Abstract:It is a long-term vision for Autonomous Driving (AD) community that the perception models can learn from a large-scale point cloud dataset, to obtain unified representations that can achieve promising results on different tasks or benchmarks. Previous works mainly focus on the self-supervised pre-training pipeline, meaning that they perform the pre-training and fine-tuning on the same benchmark, which is difficult to attain the performance scalability and cross-dataset application for the pre-training checkpoint. In this paper, for the first time, we are committed to building a large-scale pre-training point-cloud dataset with diverse data distribution, and meanwhile learning generalizable representations from such a diverse pre-training dataset. We formulate the point-cloud pre-training task as a semi-supervised problem, which leverages the few-shot labeled and massive unlabeled point-cloud data to generate the unified backbone representations that can be directly applied to many baseline models and benchmarks, decoupling the AD-related pre-training process and downstream fine-tuning task.
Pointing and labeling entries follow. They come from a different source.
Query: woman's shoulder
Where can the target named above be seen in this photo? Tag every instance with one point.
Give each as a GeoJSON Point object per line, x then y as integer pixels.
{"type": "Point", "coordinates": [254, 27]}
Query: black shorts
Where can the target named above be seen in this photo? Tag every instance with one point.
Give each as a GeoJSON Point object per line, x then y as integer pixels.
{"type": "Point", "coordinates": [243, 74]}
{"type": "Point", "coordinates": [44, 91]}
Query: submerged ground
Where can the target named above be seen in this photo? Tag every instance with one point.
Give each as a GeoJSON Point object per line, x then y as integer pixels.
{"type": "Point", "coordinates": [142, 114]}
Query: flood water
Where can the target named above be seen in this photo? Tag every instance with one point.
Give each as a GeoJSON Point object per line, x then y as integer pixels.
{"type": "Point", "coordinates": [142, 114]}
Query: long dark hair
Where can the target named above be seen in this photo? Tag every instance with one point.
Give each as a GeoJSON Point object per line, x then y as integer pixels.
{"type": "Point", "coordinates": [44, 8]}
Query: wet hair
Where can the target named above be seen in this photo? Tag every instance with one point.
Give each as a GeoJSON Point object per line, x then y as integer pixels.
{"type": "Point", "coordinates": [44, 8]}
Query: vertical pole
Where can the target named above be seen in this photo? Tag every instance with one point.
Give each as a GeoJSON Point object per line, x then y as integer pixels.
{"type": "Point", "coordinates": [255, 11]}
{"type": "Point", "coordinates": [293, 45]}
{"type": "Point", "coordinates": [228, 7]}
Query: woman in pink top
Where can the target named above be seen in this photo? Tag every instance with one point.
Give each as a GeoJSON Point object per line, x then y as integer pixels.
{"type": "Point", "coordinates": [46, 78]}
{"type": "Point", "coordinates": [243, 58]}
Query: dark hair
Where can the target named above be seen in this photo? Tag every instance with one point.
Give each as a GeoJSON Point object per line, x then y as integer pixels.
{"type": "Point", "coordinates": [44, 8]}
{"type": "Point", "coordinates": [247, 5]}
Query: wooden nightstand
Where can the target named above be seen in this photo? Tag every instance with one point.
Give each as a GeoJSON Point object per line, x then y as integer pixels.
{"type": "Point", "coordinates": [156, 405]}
During the period of backbone pre-training, by enhancing the scene- and instance-level distribution diversity and exploiting the backbone's ability to learn from unknown instances, we achieve significant performance gains on a series of downstream perception benchmarks including Waymo, nuScenes, and KITTI, under different baseline models like PV-RCNN++, SECOND, CenterPoint.

What problem does this paper attempt to address?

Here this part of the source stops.